Et que sur le different advenu à Cateloigne, entre une femme, se plaignant des efforts trop assiduelz de son mary (Non tant à mon advis qu'elle en fust incommodee, car je ne crois les miracles qu'en foy, comme pour retrancher soubs ce pretexte, et brider en ce mesme, qui est l'action fondamentale du mariage, l'authorité des maris envers leurs femmes : Et pour montrer que leurs hergnes, et leur malignité passent outre la couche nuptiale, et foulent aux pieds les graces et douceurs mesmes de Venus) à laquelle plainte, le mary respondoit, homme vrayement brutal et desnaturé, qu'aux jours mesme de jeusne il ne s'en sçauroit passer à moins de dix : Intervint ce notable arrest de la Royne d'Aragon : par lequel, apres meure deliberation de conseil, cette bonne Royne, pour donner reigle et exemple à tout temps, de la moderation et modestie requise en un juste mariage : ordonna pour bornes legitimes et necessaires, le nombre de six par jour : Relaschant et quitant beaucoup du besoing et desir de son sexe, pour establir, disoit elle, une forme aysee, et par consequent permanante et immuable. En quoy s'escrient les docteurs, quel doit estre l'appetit et la concupiscence feminine, puisque leur raison, leur reformation, et leur vertu, se taille à ce prix ? considerans le divers jugement de nos appetits : Car Solon patron de l'eschole legiste ne taxe qu'à trois fois par mois, pour ne faillir point, cette hantise conjugale. Apres avoir creu (dis-je) et presché cela, nous sommes allez, leur donner la continence peculierement en partage : et sur peines dernieres et extremes.

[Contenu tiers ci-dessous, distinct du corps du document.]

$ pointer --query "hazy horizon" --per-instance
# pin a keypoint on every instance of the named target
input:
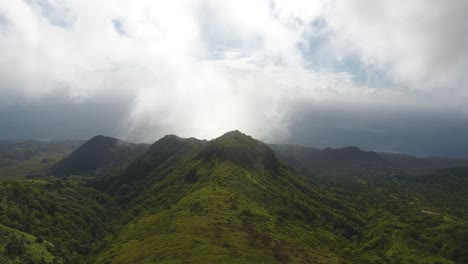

Il n'est passion plus pressante, que cette cy, à laquelle nous voulons qu'elles resistent seules : Non simplement, comme à un vice de sa mesure : mais comme à l'abomination et execration, plus qu'à l'irreligion et au parricide : et nous nous y rendons ce pendant sans coulpe et reproche. Ceux mesme d'entre nous, qui ont essayé d'en venir à bout, ont assez avoué, quelle difficulté, ou plustost impossibilité il y avoit, usant de remedes materiels, à mater, affoiblir et refroidir le corps. Nous au contraire, les voulons saines, vigoreuses, en bon point, bien nourries, et chastes ensemble : c'est à dire, et chaudes et froides. Car le mariage, que nous disons avoir charge de les empescher de bruler, leur aporte peu de refraichissement, selon nos moeurs. Si elles en prennent un, à qui la vigueur de l'aage boult encores, il fera gloire de l'espandre ailleurs :

Sit tandem pudor, aut eamus in jus,
Multis mentula millibus redempta,
Non est hæc tua, Basse, vendidisti
.

Le Philosophe Polemon fut justement appellé en justice par sa femme, de ce qu'il alloit semant en un champ sterile le fruict deu au champ genital. Si c'est de ces autres cassez, les voyla en plein mariage, de pire condition que vierges et vefves. Nous les tenons pour bien fournies, par ce qu'elles ont un homme aupres : Comme les Romains tindrent pour viollee Clodia Læta, Vestale, que Caligula avoit approchée, encore qu'il fust averé, qu'il ne l'avoit qu'approchee : Mais au rebours ; on recharge par là, leur necessité : d'autant que l'attouchement et la compagnie de quelque masle que ce soit, esveille leur chaleur, qui demeureroit plus quiete en la solitude. Et à cette fin, comme il est vray-semblable, de rendre par cette circonstance et consideration, leur chasteté plus meritoire : Boleslaus et Kinge sa femme, Roys de Poulongne, la voüerent d'un commun accord, couchez ensemble, le jour mesme de leurs nopces : et la maintindrent à la barbe des commoditez maritales.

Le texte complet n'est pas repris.